If the screenshot is accurate, then Fusion had less than 700 people on its website reading any of its stories, and the top story — about the dark side of amateur pornography — had just 32 people reading. Many of the top news sites would have 10 or 100 times as many readers for their main story on a given news day. Gawker posted its own Chartbeat graph in the comments below its post, and its Fusion story had more than 1,200 concurrent readers.
Late last year, Fusion seemed full of promise: the company was hiring a number of leading writers and editors, such as former Atlantic editor Alexis Madrigal and former Reuters writer Felix Salmon, and was spending fairly large sums of money in order to do so. It recently got another $30 million in funding from its backers, and now has 250 employees in five offices.

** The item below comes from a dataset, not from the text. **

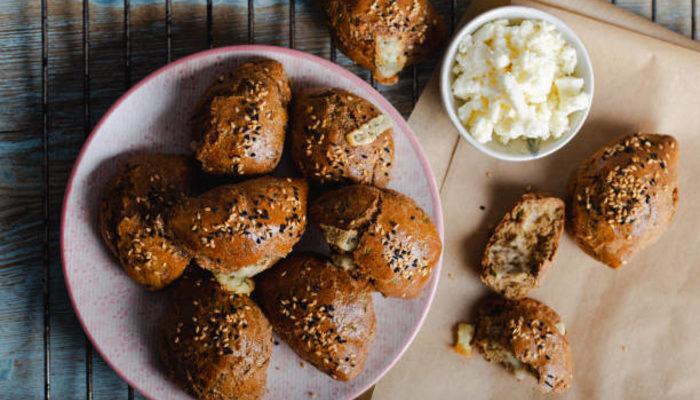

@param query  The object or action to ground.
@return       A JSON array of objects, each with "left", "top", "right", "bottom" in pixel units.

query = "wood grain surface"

As a recent piece in the New York Times pointed out, however, the vision for what Fusion is supposed to be, or who it is supposed to appeal to, is murky. The original idea was to try and attract young Latino and Hispanic readers and viewers, but that has since broadened to include millennials as a whole — a market that everyone from Vice News to Snapchat claim to have a lock on. Salmon said when he joined that Fusion would be “post text.”
Starting a brand new website and publishing venture is not easy, obviously. And Fusion and its financial backers may feel that they are getting enough value out of their staff in other ways apart from just raw traffic to their website — and giving the company $30 million more suggests they have confidence in its vision. But in what has become an even more high-pressure marketplace for online media, numbers like the ones above are probably not going to help anyone sleep easily.
Update: After this piece was published, Fusion editor-in-chief Alexis Madrigal posted a screenshot of his own that he said showed the number of users the site got last month—a number over 5 million. A Fusion spokesman confirmed that the screenshot came from the site’s Google Analytics dashboard, and said that it has doubled its traffic since February.